In Louisiana, state Senate President John Alario and three Senate colleagues are awaiting the results of a study, due February 15, which they commissioned to determine what the state should require from Harrah’s New Orleans Casino in exchange for a 30-year extension of its operating license. Alario said the study will provide an independent evaluation of the value of the casino’s license. “It could be the vehicle to approving Harrah’s plan. It could also be the vehicle that crashes it. We just want to know what’s the best deal for the state and how can we accomplish that. If it’s a good arrangement for the state, let’s move forward and get it going,” he said.

Alario and state Senators Eric LaFleur, Jack Donahue and Gary Smith hired New Orleans consulting firm Sisung Group last November to prepare the study. The move was in response to a bill sponsored by House Speaker Taylor Barras, which would extended the Harrah’s New Orleans’ license for 30 years, giving it the right to operate the only land-based casino in New Orleans.
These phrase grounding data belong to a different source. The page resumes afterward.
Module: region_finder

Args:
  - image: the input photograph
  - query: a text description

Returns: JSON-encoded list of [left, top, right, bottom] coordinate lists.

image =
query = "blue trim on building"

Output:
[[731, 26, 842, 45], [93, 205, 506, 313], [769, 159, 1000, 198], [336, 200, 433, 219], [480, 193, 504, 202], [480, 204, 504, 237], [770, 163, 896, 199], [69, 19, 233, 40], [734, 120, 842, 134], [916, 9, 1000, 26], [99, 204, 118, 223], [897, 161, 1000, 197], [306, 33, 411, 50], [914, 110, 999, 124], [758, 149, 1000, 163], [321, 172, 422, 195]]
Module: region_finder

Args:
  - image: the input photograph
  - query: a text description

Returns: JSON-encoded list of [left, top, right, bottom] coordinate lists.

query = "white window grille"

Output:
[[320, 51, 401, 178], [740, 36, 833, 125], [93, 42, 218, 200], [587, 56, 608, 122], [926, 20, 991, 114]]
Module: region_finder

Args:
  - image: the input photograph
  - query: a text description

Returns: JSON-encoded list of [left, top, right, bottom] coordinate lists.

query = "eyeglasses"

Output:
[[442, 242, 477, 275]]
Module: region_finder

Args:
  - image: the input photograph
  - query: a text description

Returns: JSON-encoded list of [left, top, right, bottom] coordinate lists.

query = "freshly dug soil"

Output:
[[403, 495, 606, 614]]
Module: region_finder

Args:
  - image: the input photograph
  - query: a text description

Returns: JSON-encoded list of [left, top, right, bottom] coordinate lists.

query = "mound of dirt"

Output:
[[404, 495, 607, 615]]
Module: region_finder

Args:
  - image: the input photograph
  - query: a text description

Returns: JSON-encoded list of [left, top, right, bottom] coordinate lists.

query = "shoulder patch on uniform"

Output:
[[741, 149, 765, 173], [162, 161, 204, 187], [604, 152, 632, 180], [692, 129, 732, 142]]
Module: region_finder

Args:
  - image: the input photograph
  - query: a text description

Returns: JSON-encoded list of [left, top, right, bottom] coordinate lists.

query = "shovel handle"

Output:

Barras’ legislation, presented six years before the casino’s license would expire, did not call for any bidding process and also eliminated lodging and restaurant requirements Harrah’s owner, Caesars Entertainment, objected to.

More than 20 Caesars lobbyists promoted Barras’ bill, which also had the support of Governor John Bel Edwards and New Orleans Mayor LaToya Cantrell. However, the Senate amended the bill to require the casino to make a minimum annual payment of $80 million instead of the current $60 million. Senators explained Caesars planned to spend $350 million on upgrades if the license extension was approved; that would generate $20 million in additional annual tax revenue for the state.

But Caesars objected to the increase, leading to the bill’s ultimate failure. Donahue said, “All these fiscal conservatives in the House who don’t want to spend a nickel on anything voted to blast it through. That’s amazing to me. How can you make a decent decision if you have no information? I don’t have anything against Harrah’s. I don’t mind voting for it as long as I can get some information to know that it was the right thing to do. Voting without that information, I’d call that a bad vote. That’s why I voted against the Senate bill.”

Harrah’s New Orleans General Manager Dan Real said he believed the study “will show that there is a good deal to be had. There’s potential for a win-win here. If we can find the right deal, we would love to pursue it.”

Caesars officials have said they’re uncertain whether the casino will remain in New Orleans; no major upgrades have been made there in recent years. Some observers said that’s why Harrah’s win has dropped from a peak of $419 million in 2008 to $281 million in 2017 and its tax payments to the state fell from $90 million in 2008 to $60 million in 2017.

The state economic development department also is preparing a comprehensive study of Louisiana’s gambling industry, due April 8.